Remember earlier how you implied these methods were objective?

Odd that the paper you linked to says the other VAM methods didn't factor for a "drift in teacher quality".

Almost as if there's no agreement on what the model should be.

Almost as if the choice of model to use was also "highly subjective."

If they aren't subjective, then different VAM models should make the same predictions for the same population, right?

Points #2 and #3 above should be very rare, right?

And if they are not rare, they should not be used to determine who to fire, right?

> Remember, this was about measuring teacher performance, not student performance.

And VAM has not proved useful at measuring teacher performance, because of the flaws I quoted above.

I believe you approve of the idea of firing teachers with low VAM scores, which Houston and other school districts have done. Yet, quoting now from "All sizzle and no steak: Value-added model doesn’t add value in Houston" at https://journals.sagepub.com/doi/full/10.1177/00317217177341...

] while EVAAS was in use for educational reform purposes in Houston (i.e. to increase student achievement), Houston students saw no improvements of the sort that had been promised in grades 3-8 in reading, grades 4 and 7 in writing, grades 5 and 8 in science, and grade 8 in social studies (Figure 1, blue trend lines). In those subject areas and grades, tests scores declined overall from 2012 to 2015, as compared to other similar students throughout the state (black trend lines).

Almost as if VAM-based firing isn't a useful tool.

> and amenable to standardized testing

Yes, that's exactly my point. You highlighted the areas which are easy to test.

Composition is not easy to test, and it's also important. Being able to write an essay on Populism in the late 1800 US is not easy to test (not impossible - the AP American History tests do this, but it's expensive). But this is also a skill taught in school. My school required students take a practical art course. Yet testing for drafting skills, or wood working, or auto repair, isn't included in the high-stakes testing.

Why does it just happen to be that only those things which are easy/cheap to test are coincidentally the right topics to test?

> Everyone is biased

Film at 11. I don't listen only to Philip Morris scientists to judge if smoking tobacco has health problems.

> I trust the bias that says standardized tests are useful

So far it doesn't seem like you are aware of the evidence that VAM is not an effective method for deciding if a teacher should be fired. That would easily explain your comments.

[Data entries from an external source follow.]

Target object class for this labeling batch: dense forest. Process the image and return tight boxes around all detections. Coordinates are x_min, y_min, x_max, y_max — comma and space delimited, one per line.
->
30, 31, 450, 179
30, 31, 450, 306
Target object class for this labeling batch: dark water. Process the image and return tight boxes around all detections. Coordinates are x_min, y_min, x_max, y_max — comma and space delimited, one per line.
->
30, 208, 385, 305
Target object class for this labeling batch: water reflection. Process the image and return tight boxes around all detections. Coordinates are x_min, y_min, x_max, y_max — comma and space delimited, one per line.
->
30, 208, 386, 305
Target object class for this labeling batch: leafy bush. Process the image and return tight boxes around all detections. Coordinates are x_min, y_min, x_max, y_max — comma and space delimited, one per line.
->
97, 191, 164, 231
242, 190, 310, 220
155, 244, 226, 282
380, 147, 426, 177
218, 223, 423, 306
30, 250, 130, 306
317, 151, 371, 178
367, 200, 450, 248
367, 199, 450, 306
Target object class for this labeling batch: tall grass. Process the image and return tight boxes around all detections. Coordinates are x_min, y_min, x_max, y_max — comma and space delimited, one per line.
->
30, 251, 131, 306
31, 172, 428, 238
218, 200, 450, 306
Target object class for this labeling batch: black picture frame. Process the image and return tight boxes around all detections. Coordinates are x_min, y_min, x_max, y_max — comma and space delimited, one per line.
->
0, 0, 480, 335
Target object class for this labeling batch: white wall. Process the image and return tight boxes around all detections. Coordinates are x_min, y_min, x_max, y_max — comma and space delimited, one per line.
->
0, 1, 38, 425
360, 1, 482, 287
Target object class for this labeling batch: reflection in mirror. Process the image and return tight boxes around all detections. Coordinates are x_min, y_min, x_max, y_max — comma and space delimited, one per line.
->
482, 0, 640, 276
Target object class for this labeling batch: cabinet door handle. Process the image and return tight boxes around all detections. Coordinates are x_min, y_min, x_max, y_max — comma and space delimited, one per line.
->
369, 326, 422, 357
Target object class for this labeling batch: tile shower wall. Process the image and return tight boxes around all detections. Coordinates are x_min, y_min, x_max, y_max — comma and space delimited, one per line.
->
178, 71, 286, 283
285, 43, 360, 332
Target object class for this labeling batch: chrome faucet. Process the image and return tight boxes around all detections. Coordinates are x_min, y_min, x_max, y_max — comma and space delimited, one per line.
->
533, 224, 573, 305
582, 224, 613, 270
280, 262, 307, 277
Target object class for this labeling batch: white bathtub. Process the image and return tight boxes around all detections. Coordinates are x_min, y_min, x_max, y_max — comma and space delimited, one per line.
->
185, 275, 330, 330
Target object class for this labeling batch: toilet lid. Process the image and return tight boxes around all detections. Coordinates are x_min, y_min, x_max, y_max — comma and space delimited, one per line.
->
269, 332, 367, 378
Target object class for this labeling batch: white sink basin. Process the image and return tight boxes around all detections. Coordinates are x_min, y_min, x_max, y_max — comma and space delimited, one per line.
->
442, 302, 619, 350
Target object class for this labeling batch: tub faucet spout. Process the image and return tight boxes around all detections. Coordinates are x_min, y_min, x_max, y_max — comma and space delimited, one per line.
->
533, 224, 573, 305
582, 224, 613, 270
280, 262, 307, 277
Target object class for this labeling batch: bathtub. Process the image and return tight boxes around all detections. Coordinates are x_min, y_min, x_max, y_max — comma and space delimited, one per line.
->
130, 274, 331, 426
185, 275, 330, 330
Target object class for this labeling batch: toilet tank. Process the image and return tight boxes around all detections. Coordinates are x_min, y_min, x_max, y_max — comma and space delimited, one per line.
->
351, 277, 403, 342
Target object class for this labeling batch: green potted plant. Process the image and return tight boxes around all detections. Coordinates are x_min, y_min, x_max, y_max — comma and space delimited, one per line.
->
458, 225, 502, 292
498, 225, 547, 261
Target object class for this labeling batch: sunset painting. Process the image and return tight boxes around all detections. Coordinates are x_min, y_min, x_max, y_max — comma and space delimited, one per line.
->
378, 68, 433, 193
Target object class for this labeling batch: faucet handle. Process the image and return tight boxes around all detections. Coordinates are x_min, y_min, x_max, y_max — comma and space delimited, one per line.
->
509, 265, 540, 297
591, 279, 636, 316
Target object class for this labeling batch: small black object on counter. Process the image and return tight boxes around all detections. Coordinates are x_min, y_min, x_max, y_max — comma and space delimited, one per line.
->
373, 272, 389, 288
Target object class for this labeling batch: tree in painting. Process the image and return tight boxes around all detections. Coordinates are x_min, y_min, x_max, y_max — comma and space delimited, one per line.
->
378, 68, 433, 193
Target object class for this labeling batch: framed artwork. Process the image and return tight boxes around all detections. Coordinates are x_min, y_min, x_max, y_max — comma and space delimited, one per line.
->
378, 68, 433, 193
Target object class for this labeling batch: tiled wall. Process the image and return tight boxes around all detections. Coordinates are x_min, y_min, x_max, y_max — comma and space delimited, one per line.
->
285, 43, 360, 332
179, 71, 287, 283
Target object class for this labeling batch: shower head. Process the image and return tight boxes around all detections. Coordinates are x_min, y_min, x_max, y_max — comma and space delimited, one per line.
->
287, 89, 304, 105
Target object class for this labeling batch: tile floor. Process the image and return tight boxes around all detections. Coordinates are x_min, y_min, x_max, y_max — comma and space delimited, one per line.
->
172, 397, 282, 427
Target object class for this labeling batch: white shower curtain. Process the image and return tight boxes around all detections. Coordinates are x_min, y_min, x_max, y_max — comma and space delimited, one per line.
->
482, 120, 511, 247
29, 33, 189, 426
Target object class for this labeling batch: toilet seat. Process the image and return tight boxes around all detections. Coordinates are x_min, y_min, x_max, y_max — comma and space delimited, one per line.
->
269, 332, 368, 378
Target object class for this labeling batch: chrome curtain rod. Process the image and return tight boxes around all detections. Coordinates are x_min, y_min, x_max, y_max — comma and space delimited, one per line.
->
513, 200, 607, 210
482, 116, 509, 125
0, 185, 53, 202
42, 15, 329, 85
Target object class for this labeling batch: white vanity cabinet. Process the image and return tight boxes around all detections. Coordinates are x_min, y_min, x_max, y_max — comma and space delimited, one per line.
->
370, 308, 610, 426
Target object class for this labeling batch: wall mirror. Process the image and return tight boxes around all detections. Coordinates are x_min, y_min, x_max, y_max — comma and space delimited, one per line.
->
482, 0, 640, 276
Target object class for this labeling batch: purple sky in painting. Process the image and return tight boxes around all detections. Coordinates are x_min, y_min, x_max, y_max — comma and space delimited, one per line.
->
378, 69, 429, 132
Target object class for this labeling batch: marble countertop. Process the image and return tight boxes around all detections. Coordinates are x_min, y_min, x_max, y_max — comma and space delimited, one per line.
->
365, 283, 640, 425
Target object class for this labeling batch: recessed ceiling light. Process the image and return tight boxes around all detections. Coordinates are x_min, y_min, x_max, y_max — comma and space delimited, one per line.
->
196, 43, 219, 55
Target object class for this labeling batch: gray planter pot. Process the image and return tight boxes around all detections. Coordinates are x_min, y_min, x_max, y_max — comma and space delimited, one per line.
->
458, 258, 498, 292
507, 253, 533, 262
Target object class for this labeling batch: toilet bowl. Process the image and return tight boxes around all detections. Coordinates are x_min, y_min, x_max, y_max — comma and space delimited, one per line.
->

> Ah, as I figured, you are promoting VAM.

I am promoting student growth measures in teacher evaluations, which is related to VAM, but not necessarily the same thing depending on who you are talking to: https://www.michigan.gov/mde/services/ed-serv/educator-reten...

> If it's not consistent when moving grade levels, why do you think it's consistent moving across schools?

Some models have been shown to be consistent across both grade levels and schools.

> And yet are a better predictor of future academic success than test scores. As I highlighted

And as I highlighted, GPAs are too subjective and in control of the teacher. If GPAs were used for teacher evaluation a teacher could write his or her own pay check via grade inflation. Standardized tests also act as a counterbalance in general to slow down grade inflation.

> Almost as if VAM-based firing isn't a useful too

Neither is trusting the teacher's unions to decide who to fire, because they fire virtually no one and even protect known incompetent teachers. We need a better solution than what we have now, and SGPs/SGMs have been shown to be far more effective than what we have now.

> So far it doesn't seem like you are aware of the evidence that VAM is not an effective method for deciding if a teacher should be fired

There is also plenty of evidence for using student growth measures as part teacher evaluations. You seem happy, however, to ignore the evidence I've given you that goes against your own bias. A little self-awareness might be in order.